I am using stream io in my fortran code. There is one behavior that I don't understand. The following is a test code shows my confusion. I am using visual studio 2008 and the latest intel fortran compiler. The code is compiled with 4 byte integers.

!=========================
program main

integer :: uf=10, location
integer :: a = 3, b = 4, c = 5, d = 6
integer :: x1, x2, x3, x4

open(unit = uf, file='test.dat', access='stream', form='unformatted', status = 'replace', action='readwrite')

write(unit = uf, pos = 1) a
inquire(unit = uf, pos = location) ! location = 5, OK
read(unit=uf, pos=1) a
inquire(unit=uf, pos=location) ! location = 5, OK

!
! At this point, location = 5. Everything looks ok.

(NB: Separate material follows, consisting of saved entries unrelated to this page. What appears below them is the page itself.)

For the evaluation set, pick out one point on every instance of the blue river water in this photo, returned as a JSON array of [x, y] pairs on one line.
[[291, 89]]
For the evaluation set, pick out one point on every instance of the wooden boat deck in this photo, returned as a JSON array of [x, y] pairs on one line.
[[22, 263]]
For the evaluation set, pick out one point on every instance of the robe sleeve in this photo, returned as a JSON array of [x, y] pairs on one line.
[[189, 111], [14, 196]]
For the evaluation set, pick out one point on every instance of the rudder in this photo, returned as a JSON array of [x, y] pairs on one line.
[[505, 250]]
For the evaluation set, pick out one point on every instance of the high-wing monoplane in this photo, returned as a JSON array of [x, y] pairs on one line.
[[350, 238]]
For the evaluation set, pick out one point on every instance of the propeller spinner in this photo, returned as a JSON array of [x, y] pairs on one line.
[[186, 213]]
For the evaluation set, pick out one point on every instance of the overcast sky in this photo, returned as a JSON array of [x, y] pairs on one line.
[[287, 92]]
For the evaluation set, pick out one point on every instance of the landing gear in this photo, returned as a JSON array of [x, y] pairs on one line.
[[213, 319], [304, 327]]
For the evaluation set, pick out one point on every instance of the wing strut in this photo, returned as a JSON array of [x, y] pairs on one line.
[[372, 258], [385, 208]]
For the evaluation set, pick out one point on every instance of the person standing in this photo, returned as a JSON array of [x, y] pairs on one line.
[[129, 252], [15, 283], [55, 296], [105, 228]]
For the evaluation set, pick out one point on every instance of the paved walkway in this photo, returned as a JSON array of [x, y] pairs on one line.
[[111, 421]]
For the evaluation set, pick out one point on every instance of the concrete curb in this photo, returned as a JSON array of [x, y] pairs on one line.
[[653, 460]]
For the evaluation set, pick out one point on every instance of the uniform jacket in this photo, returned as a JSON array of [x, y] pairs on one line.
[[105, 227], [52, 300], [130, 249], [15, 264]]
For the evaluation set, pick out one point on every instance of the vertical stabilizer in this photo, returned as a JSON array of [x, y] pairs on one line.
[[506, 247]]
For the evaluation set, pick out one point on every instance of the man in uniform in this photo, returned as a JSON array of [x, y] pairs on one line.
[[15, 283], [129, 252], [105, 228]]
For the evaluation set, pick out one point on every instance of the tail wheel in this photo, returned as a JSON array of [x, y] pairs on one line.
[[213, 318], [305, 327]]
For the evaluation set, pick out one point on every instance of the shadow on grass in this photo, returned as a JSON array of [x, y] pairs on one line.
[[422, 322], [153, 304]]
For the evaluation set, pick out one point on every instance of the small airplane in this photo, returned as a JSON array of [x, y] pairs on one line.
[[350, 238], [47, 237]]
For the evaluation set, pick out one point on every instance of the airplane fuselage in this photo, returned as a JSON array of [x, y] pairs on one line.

write(unit=uf, pos=location) b ! write b to 'location', which is 5.
inquire(unit=uf, pos=location)
print *, location ! output: 5 How can this be? I thought this should be 9, which is 5 + 4

! Anyway, write an integer to the default pos ( I thought the default pos would be 5
! because the above inquire function said so, and therefore, 'c' would overwrite 'b'.).
write(unit=uf ) c
inquire(unit=uf, pos=location)
print *, location ! output: 9 which is 5 + 4.

! write antoher integer
write(unit=uf ) d
inquire(unit=uf, pos=location)
print *, location ! output 13 which is 9 + 4.

read(unit=uf, pos=1) x1
read(unit=uf) x2
read(unit=uf) x3
read(unit=uf) x4 ! This read passed, there are indeed 4 integers written to the file

print *, x1, x2, x3, x4 ! output: 3 4 5 6 ! why? I thought the output will be 3 5 6

close(uf)
end program
!=========================

Thanks in advance for help!

Regards,
Xin